A study of Duncan Irschick at the university of Massachusetts drew my attention. It says :
Men Are More Accurate than Women When Hitting a Target with Force in the Dark
The story in itself is interesting, but what particularly struck me was that It was quote ” … a small study …” end quote.
I totally agree with that since they “…tested four male and three female adults”.
Yes, right : 4 men and 3 women.
The first reflection of somebody with a statistical/data mining background is : “How on earth can a self-respecting scientist publish results on differences between men and women with such a small sample ?”. I not only mean self-respecting, since he is also respected by oythers and a first-class scientist.

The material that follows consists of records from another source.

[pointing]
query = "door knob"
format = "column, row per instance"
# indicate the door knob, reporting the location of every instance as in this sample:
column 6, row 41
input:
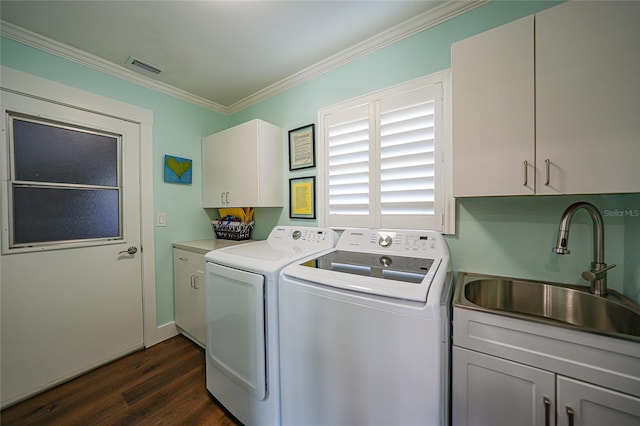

So there must be something else. Could it be that with such a small sample you can indeed do some thorough statistics ?
Let us try it out.
The case at hand is men and women hitting at something with a hammer. I do not know the details, but for the present purpose it is simple to use some fake data.
Let us take an extreme case :
If they must hit some target, suppose that the four men missed the target by 20, 18,22,and 21 centimeters respectively. The women, being much accurate missed only by 3,5 and 6 centimeters.
With a simple t-test we find out that the two means of 20.25 for the men and 4.67 for the women are significantly different (p=030003; two-tailed).
So if all 3 women are far better than all 4 men we have a proven case !
With one woman being a bit less accurate than one men we get the following : let us assume that the best man in stead of missing by 18 centimeters misses by 10 centimeters and the worst woman misses by 11 centimeters in stead of 6.
The difference is still significant (p=0.0227; two-tailed).
Let us try a third one : we take case 2 but make the two of the three worst men somewhat better and the second best women somewhat less accurate (men: 10,14,15,22; women 3,8,11) : it is not significant any more (p=0.0664; two-tailed)
So, even with such small samples it is perfectly acceptable to draw conclusions.
But for a data miner, who is used to work with millions of observations it still feels a bit weird !